Even opting for bcrypt can be sketchy. Native support only appeared a few years ago, older versions rely on the OS - many of which didn't support blowfish without a patch. Fine if you control the server.


Since most people who face a choice between bcrypt and scrypt will be the ones who are developing new sites or considering a major upgrade to an old site, I don't think they'll care about compatibility with anything older than PHP 5.2. Even if you don't control the server, it's difficult to find a reputable web host nowadays that still runs anything older than PHP 5.2, and your average cPanel host is most likely to support a wide range of crypto functions.

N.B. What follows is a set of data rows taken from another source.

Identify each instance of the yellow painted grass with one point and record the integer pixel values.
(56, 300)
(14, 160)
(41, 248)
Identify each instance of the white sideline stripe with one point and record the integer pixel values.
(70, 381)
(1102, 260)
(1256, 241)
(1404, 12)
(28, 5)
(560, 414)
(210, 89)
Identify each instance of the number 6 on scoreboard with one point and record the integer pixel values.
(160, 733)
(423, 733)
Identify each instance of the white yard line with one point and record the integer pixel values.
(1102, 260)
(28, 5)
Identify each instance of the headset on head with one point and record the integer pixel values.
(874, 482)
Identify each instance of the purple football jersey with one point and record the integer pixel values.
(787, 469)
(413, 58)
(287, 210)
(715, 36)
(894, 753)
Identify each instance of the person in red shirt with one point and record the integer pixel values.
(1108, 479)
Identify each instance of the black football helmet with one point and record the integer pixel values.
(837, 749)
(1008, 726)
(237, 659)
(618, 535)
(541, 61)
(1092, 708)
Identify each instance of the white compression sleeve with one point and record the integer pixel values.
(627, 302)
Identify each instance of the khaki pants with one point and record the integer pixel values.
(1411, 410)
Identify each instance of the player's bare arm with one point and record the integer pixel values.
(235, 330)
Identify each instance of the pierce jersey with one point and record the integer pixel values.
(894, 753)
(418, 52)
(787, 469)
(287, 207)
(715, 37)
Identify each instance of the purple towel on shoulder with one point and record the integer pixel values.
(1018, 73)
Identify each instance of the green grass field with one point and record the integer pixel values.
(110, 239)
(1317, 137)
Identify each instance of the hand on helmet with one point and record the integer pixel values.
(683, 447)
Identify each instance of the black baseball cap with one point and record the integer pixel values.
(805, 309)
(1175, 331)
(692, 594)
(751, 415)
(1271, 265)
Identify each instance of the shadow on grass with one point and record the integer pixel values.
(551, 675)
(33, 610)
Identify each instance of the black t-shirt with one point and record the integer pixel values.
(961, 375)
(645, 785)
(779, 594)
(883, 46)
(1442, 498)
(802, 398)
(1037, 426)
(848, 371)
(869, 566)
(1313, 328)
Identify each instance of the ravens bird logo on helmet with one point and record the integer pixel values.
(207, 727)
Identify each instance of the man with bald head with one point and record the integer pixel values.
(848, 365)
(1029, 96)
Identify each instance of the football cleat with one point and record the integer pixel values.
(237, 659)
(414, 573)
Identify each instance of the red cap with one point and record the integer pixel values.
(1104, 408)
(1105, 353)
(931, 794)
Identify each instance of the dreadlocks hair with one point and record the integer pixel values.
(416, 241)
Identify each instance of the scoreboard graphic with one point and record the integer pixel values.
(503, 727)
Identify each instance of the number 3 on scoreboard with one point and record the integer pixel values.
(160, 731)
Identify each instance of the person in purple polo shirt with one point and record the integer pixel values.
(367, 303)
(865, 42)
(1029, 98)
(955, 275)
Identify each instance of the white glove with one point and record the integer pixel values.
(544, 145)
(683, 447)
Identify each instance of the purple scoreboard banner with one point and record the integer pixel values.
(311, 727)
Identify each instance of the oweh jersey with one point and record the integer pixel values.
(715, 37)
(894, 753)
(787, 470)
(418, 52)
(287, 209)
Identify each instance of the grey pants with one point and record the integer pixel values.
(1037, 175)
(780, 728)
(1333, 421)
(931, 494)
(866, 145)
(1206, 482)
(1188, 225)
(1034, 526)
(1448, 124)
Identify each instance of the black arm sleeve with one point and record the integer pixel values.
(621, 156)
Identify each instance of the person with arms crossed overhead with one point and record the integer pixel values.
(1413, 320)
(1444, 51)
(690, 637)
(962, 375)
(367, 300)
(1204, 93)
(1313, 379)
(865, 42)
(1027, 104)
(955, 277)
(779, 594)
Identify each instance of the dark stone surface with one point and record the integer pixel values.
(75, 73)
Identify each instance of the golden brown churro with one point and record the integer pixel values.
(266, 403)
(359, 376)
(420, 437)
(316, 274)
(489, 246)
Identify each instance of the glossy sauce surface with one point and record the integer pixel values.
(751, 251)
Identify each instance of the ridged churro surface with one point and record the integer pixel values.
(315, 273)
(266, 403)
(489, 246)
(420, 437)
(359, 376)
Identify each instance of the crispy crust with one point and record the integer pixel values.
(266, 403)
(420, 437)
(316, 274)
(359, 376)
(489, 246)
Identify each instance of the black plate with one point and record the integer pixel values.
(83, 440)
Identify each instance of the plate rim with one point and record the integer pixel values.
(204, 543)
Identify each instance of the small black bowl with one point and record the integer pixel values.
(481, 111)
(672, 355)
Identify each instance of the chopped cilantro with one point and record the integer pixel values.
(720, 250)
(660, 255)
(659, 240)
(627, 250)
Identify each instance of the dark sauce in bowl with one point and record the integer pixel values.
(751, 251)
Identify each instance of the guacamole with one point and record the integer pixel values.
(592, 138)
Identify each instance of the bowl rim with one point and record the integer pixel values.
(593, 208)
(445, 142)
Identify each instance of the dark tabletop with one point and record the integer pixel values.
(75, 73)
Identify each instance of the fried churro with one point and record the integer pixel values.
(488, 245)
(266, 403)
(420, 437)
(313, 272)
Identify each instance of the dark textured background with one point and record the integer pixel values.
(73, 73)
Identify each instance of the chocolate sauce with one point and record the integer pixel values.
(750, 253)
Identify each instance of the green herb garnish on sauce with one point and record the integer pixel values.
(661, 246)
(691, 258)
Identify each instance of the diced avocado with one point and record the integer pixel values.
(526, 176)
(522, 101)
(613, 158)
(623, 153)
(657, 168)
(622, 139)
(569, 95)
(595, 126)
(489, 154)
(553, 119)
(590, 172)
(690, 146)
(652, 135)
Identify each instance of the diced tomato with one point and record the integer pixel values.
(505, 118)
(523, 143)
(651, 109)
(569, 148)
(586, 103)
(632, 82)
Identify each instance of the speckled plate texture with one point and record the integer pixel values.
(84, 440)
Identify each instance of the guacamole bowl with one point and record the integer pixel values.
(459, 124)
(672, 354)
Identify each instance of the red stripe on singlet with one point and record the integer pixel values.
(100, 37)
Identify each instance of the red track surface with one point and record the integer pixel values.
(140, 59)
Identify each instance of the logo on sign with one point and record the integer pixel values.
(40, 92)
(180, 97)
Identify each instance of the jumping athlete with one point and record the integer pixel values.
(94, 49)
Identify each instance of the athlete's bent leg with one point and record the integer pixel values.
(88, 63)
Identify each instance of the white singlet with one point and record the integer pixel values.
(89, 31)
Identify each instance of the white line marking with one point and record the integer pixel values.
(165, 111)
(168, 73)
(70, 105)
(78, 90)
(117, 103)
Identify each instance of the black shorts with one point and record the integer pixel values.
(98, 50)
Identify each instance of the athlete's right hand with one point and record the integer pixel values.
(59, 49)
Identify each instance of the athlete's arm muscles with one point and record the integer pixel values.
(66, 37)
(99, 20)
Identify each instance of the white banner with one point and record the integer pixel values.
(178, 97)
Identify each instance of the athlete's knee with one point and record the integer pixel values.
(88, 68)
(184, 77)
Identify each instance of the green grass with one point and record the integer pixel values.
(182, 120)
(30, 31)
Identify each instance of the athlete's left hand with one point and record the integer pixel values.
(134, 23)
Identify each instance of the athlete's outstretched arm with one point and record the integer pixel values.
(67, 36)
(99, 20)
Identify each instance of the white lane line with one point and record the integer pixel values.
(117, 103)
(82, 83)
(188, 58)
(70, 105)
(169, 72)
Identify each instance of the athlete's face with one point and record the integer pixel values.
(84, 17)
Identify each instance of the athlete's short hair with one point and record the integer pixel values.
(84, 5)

It's not a very good idea to implement cryptography in a high level language such as PHP. Using a high level language opens a whole new world of pain when it comes to side channel attacks. Timing attacks, cache timing attacks and branch predictor attacks are much easier to protect yourself against if you write your crypto algorithms in C or, preferably, Assembly.


C module?


Writing your crypto with C and then calling it from another language such as PHP or Python is fine.


Fyi, scrypt is in the Debian testing and unstable repos [1], and Ubuntu's universe repo [2]. Not sure about the RPM ecosystem, but I'm sure it's available there too. And there are a bunch of bindings and libs in various languages on github as well [3]. And there is always the source [4].

1. http://packages.debian.org/search?keywords=scrypt

2. http://packages.ubuntu.com/search?keywords=scrypt

3. https://github.com/search?q=scrypt&type=Repositories

4. http://www.tarsnap.com/scrypt.html


FWIW I included scrypt :)

I personally agree that "Use bcrypt." should become "Use scrypt." soon. My main gripe is that there is far less library support for it, at least for now.


One issue that I have with scrypt and bcrypt for java is that there is no "official" support for the algorithms in java.

When looking at jBCrypt for instance, they're only at version 0.3 with no updates since 2010, makes me really nervous of using it.


How many bugfixes do you think a hash function needs? Just use jBCrypt.


If you try to use the spec'ed 32 rounds the code borks. I fixed it in my own version of jBCrypt.


Supply your version to the jbcrypt website, or host it! If you want to put it up for FOSS.


I think I answered my own question, but I'll ask anyway - why does memory intensiveness matter?


For a "worst-case" attacker -- one who can fab his own ASICs -- cost is proportional to the area of silicon used. RAM takes up die area, and it's something commodity systems have plenty of.

Basically it's a matter of "what do we have which they would have to pay extra for".


GPUs (and similar hardware) have a very limited amount of memory per core. If computing a hash requires 100MB of memory, then even a 1GB graphics card can only execute 10 cracks in parallel, not hundreds or thousands.


Or the hundreds of millions.


Processors get faster and faster, so we increase the work factor to compensate and keep it a time-hard problem. This has no real restriction on memory though, so the amount of memory only has to grow linear to the amount of time.

Making it memory-hard makes it also memory hard.


> Making it memory-hard makes it also memory hard.

That's a tautology, unless the hyphen means something different.


Looking into what Scrypt is? Thanks for the info.